My mom made a large batch of quinoa and I frequented Pinterest looking for recipes with quinoa. For dinner one night, I made a quinoa pizza crust that turned out to be quite delicious; the next morning, I baked Quinoa Blueberry Bars that were dairy-free, grain-free and sugar-free.


Also, I created my own recipe for Pumpkin Oatmeal Raisin cookies. They passed the test after my 2-year-old nephew consumed several with a smile.


Yesterday, I worked on perfecting another recipe I created for Chia and Flax seed Bread. This bread is grain-free and sugar-free but quite incredible (in my humble opinion). It doesn’t hurt that it is guilt-free as well; the chia seeds and flax seeds are both considered to be super foods by many health critics.

Tomorrow I see my LLMD for a follow-up. I am excited to tell him that I am back in the workforce and enjoying life!

Stress, Anxiety and Life



Good and bad run on parallel tracks and they usually arrive about the same time.

That was a favorite quote of mine when I was younger. It rings true; you can’t have sunshine without rain, flowers without dirt, love without pain.

After 2 years of being too sick to get off the couch, I have begun working again, a fact that excites me and fills me with overwhelming gratitude.

And then this morning, I woke up with overwhelming anxiety.

I tend to worry about more than just the present  (something my counselor tells me is true with many people). Anxiety over past mistakes or situations, along with concern over the future are tendencies I battle on a daily basis.

Yes, taking care of my life TODAY is stressful, but add onto that worrying about the parts of my past and future I have no control over? It gets a bit insane.

Why do I do that? A wise man tells me every time I see him, “you have no control, so let it go.”

Well, screw that.

My mind says, if I worry enough, I will be prepared. If I think through it enough, I will know how to react. If I analyze everything, answers will become clear.

Question: when has that truly, ever worked?

  I hear your doubts, your arguments. I hear them because I still struggle with them.

Here is my personal experience.  Worry produces anxiety and stress. Stress causes me to become muddled. A muddled mind makes irrational decisions. Irrational decisions lead to second-guessing, which leads to self-doubt and lowered confidence. Low confidence leads to worry about what I’m doing wrong and stress over how to fix it. Stress becomes….well, you get the idea.

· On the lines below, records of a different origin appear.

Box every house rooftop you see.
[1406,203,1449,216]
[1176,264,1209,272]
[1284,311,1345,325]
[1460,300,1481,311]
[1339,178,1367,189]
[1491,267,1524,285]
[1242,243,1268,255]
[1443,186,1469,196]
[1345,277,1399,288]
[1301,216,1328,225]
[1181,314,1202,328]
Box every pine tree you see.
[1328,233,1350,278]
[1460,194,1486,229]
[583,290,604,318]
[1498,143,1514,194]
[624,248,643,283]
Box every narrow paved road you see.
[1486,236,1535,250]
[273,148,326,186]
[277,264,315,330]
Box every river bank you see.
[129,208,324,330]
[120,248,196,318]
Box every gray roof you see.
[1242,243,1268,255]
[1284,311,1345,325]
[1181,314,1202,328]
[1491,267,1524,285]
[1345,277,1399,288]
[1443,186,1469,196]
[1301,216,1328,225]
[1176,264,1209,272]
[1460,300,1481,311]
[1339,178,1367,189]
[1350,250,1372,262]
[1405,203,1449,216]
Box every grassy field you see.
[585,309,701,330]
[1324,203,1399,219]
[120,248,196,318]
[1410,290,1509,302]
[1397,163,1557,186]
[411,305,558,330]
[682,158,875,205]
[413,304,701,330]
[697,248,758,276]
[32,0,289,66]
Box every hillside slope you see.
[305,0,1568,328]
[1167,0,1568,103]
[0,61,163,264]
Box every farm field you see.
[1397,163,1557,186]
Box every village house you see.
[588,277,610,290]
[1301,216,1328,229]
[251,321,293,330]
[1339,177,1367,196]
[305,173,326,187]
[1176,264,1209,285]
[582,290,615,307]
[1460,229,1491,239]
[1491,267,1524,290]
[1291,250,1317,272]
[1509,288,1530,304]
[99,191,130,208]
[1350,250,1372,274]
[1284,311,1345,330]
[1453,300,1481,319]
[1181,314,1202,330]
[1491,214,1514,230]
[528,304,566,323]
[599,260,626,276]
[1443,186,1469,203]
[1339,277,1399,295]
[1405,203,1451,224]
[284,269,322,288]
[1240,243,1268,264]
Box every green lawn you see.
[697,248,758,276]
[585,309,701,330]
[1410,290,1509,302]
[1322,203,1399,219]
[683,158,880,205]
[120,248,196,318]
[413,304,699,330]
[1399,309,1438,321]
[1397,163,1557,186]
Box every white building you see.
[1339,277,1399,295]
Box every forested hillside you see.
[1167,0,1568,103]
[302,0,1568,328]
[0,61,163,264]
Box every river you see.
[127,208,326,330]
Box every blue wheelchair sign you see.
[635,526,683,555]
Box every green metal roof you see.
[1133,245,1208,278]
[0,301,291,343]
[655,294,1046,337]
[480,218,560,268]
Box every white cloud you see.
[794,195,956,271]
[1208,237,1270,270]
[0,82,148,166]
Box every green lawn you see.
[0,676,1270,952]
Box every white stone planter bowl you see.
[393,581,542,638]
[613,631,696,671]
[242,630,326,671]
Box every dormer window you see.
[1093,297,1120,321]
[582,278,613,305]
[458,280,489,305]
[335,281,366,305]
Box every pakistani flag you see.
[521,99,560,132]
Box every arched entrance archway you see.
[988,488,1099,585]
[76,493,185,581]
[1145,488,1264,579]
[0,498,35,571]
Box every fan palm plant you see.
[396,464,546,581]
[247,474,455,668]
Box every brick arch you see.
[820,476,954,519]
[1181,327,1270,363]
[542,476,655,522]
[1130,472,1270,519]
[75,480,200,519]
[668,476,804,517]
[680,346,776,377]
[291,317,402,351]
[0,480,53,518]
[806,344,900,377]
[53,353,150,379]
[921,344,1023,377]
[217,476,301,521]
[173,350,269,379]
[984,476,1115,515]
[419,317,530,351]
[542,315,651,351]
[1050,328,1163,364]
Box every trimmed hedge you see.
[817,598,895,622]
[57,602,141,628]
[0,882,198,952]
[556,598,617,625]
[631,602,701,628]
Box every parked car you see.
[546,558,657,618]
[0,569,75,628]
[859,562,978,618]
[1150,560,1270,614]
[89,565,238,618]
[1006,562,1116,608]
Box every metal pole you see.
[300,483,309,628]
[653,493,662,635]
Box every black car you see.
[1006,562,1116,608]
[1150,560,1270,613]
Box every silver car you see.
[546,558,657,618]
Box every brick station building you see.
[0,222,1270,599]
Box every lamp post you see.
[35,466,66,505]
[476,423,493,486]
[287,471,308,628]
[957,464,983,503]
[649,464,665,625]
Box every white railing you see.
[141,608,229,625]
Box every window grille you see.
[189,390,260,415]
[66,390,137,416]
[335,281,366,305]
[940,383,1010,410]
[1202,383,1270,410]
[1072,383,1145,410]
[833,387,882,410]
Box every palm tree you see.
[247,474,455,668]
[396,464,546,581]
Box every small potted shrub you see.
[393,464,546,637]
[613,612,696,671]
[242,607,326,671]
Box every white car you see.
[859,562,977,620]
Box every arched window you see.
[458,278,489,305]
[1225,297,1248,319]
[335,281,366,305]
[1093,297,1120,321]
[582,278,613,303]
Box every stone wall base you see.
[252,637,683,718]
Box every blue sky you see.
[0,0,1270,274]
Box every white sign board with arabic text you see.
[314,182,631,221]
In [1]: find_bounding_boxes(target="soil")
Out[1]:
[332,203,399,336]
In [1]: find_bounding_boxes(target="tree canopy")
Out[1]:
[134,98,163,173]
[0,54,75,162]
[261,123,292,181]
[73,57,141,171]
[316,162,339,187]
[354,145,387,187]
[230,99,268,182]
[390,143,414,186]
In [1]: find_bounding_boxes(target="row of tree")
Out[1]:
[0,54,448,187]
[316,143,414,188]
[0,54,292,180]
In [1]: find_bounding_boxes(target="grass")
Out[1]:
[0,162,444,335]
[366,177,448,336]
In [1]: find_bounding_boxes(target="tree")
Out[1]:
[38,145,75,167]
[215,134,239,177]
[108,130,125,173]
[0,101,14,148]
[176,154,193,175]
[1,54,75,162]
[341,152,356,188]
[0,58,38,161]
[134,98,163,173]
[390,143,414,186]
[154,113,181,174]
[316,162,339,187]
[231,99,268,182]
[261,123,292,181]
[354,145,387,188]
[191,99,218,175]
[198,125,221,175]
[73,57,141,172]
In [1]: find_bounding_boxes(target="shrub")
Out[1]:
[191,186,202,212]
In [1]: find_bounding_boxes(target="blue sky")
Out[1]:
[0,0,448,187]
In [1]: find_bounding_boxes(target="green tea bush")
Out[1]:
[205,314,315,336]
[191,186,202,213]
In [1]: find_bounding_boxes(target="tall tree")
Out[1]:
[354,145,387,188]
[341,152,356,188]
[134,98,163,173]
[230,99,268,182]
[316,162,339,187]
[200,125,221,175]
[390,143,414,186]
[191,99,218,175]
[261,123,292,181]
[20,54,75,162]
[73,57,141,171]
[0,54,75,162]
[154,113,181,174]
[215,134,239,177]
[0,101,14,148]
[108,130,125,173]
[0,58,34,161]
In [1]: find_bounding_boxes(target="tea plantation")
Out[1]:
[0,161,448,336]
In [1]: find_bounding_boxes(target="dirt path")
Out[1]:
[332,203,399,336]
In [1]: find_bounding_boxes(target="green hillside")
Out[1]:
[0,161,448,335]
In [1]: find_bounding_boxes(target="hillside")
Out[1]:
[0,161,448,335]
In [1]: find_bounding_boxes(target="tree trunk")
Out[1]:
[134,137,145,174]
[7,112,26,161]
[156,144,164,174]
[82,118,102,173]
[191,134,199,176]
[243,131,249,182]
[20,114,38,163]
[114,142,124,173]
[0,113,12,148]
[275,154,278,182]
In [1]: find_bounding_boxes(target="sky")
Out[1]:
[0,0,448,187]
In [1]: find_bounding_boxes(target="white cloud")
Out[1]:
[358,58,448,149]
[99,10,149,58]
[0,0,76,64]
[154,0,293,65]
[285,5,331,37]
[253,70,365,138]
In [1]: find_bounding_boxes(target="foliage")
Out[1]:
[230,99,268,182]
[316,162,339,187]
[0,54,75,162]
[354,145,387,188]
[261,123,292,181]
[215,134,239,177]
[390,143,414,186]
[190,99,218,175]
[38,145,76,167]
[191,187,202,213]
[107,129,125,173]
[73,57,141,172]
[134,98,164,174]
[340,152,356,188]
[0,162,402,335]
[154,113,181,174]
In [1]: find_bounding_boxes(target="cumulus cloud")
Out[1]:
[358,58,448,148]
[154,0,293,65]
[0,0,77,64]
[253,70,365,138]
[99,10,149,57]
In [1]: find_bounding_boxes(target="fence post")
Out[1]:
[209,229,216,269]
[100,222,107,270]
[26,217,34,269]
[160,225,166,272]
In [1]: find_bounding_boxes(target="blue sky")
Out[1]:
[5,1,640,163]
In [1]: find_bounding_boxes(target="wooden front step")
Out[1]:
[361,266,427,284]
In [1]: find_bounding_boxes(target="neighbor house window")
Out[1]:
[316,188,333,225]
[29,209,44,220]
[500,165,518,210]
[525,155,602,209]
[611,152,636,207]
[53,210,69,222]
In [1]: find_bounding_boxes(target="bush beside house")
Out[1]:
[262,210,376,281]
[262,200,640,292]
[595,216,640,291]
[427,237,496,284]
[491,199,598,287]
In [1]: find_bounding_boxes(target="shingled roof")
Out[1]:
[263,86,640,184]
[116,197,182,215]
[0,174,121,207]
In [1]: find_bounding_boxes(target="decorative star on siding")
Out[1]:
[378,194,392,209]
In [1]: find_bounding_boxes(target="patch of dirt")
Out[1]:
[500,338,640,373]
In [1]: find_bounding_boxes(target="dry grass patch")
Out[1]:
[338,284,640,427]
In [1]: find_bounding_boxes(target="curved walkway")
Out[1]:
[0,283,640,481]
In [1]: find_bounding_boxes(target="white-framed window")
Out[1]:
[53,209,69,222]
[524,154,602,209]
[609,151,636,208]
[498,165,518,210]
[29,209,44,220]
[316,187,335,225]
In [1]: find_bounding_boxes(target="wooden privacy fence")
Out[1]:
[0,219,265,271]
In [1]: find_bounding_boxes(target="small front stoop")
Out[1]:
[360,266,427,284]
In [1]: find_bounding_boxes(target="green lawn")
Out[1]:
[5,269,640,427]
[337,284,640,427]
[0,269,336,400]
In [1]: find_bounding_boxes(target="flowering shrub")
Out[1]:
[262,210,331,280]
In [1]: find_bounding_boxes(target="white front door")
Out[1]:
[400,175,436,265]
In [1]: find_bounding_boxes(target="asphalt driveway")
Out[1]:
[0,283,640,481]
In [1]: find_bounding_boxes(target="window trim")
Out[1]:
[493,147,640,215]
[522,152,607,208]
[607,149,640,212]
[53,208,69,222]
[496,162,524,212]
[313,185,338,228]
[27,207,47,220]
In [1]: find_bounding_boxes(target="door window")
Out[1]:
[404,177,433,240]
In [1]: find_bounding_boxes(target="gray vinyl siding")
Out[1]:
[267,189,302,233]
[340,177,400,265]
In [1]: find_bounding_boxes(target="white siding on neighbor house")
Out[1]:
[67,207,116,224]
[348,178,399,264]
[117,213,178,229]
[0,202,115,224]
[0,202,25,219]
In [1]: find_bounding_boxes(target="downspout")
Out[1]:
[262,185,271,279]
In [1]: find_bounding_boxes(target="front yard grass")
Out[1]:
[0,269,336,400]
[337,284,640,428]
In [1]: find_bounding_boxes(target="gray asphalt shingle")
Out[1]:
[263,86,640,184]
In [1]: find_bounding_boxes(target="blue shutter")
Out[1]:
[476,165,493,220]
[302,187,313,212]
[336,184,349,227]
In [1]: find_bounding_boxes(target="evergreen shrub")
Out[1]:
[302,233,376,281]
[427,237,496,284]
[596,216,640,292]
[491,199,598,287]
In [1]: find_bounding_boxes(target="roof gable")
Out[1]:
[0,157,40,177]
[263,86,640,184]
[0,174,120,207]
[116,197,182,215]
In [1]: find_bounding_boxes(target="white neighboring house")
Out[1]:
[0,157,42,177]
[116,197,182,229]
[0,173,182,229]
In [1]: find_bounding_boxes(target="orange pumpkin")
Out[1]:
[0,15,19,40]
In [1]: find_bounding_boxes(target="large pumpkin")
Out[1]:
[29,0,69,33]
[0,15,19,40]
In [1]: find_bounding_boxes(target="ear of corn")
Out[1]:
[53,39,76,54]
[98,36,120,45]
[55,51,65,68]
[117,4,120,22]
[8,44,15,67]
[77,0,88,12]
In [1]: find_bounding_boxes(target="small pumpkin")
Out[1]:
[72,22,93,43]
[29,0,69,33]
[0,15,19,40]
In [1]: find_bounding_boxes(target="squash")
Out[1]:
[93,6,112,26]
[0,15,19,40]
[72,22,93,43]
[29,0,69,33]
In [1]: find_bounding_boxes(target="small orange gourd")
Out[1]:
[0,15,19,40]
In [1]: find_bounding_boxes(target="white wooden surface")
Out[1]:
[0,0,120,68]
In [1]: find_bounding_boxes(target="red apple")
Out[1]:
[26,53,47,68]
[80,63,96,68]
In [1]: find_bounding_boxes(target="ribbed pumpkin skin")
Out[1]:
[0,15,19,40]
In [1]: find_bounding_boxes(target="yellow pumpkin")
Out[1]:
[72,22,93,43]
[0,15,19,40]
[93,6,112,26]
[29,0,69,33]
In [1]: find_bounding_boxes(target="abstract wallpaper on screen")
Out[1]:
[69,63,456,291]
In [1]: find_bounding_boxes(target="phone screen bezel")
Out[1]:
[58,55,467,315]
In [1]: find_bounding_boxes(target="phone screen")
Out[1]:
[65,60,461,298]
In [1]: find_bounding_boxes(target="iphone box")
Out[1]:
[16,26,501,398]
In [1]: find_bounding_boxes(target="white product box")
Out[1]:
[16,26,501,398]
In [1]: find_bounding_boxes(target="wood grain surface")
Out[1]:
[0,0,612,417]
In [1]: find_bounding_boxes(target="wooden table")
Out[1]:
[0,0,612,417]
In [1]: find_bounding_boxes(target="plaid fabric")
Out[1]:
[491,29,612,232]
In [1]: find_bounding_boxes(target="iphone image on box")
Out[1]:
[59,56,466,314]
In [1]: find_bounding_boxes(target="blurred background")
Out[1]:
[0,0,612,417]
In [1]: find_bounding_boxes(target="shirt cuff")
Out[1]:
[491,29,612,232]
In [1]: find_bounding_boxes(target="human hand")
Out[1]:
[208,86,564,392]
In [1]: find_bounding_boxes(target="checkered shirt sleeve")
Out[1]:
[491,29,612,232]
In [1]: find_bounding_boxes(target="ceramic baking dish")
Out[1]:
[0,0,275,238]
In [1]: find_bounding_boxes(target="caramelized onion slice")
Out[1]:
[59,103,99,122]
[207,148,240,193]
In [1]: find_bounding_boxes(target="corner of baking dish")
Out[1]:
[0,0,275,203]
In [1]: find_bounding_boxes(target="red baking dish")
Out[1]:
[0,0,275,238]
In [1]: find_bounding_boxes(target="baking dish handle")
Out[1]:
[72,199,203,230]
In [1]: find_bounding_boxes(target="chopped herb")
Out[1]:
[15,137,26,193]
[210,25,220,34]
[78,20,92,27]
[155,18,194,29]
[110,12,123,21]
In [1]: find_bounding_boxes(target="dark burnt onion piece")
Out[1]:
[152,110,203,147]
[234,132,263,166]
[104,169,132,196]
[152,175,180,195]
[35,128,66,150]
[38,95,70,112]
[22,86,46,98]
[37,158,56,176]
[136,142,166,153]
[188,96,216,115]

Of course, we still have to work through anxiety in SOME way. How do we handle it in a mature manner that does not lead to stress, muddled minds, irrational decisions and low confidence?

Again, here is my personal experience.

Using my journal helps tremendously. Writing my thoughts down, in a place no one can see them, helps to clear my mind.
–  Talking to someone I trust. This list consists of only a few people, friends that I know for sure will not judge me no matter what is going through my mind.
–  Deep breathing exercises. They help get me “out of my head.”
–  Walking – a short walk though, since I don’t have the energy for much. It’s really more about change of scenery.
–  Leaving it alone by turning on the tv or picking up a book.

I don’t have any magical cures and will be the first to admit that this issue is one I still struggle with on a daily basis.

Readers, do you think worrying helps you or hinders you? How do you deal with stress?

I’m looking forward to the day when I can pick up an alcoholic drink again (responsibly of course) and deal with anxiety that way.
That was a bit of humor to all you who over-think and over-analyze (like me).